Equations involving `x` and `y` define curves in the `xy`-plane. For example,
the graph of the equation `(x^2)/(3^2) + (y^2)/(4^2) = 1` is the set of all
points `(s, t)` in the plane such that substituting `s` for `x` and `t` for `y`
in the equation produces a true statement. In the applet, make `a = 3`, `b =4`,
and `c = 0` to see what this curve looks like. By varying the parameters,
we can see a family of curves, all of which go through the four points `(+-a, 0)`
and `(0, +-b)`. Given a curve, how can we find the slope of a line tangent to
a point on the curve?
Explore
- Circle. Make `a = 5`, `b = 5`, and `c = 0`. Notice that the point
`(4,3)` is on the circle. What is the slope of the line tangent to the circle
at `(4,3)`?
- Ellipse. Make `a = 4`, `b = 4`, and `c = -0.1`
(you can fine-tune `c` by clicking the dot on the slider then using
the left and right arrow keys).
- What is the slope of the line through `(0, 4)`? (The applet shows the
answer to be `4/5`, but use implicit differentiation to determine
whether or not this is the exact answer or an approximation.)

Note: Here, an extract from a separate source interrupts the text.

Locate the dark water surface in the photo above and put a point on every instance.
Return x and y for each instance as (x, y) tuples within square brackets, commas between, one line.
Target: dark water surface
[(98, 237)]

- Find the two points where the tangent line is horizontal.
- Parallel(?) Lines. The graph of the equation `x^2 - xy + 1/4 y^2 = 1`
appears to be a pair of parallel lines. See this by setting `a = 1`, `b = 2`, and `c = -1`.
Can you prove that these lines are really parallel, or show that they are not?
Challenge
Use implicit differentiation to find the slope of the curve
`(x^2)/(a^2) + cxy + (y^2)/(b^2) = 1` at any point `(x, y)` on the curve. Keep
`a`, `b`, and `c` as parameters, so you'll treat them like numbers as you differentiate.
Enter your answer, in terms of `a`, `b`, `c`, `x`, and `y`:
When you click submit, you'll see the value of your expression in the
bottom left corner of the applet. The `x` and `y`
values are the `x` and `y` values of the point on the curve. See how the value of
your expression compares to the value of the slope computed by the applet.